+ 1
How to filter and modify Beautiful soup results "python" , before or after write it in .txt/.scv
Hi .. i made a script to scrap data from web page with soup tool in python.. and i found that the code work fine but with some <div codes appears !! i want to filter this line or edit it by delete or replace .. i tried a lot of .replace code without success !! any help
4 Réponses
+ 3
Beautifulsoup lets you parse HTML document, so you can dig in the tree down to the tags' "clean" values. Just open the source HTML and observe the structure.
You shouldn't use .replace unless you operate on the values themselves or the HTML is garbled beyond comprehension.

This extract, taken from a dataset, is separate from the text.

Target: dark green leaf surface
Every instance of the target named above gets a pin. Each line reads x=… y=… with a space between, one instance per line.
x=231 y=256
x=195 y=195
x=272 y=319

If you have problems, please share the code you wrote, so we can check it out.
+ 1
Can you give the code? We can't help you without the code.
+ 1
ok i faced two problems
first this one and second is i want to import links from csv file to my code in for loop
if you can help this is the code
quote_page = ["my link"]
data = []
for pg in quote_page:
page = urlopen(pg)
soup = BeautifulSoup(page, "html.parser")
name_box = soup.find ("div", attrs={'id':'information'})
name=name_box.text.strip()
name="".join(re.split("\s+,name,flags=re.UNICODE))
sys.stdout.write(name)
+ 1
No 1.
You don't need to use attrs={'id':'information'}, only write {'id':'information'}.
No 2.
We also need the HTML structure to be parsed.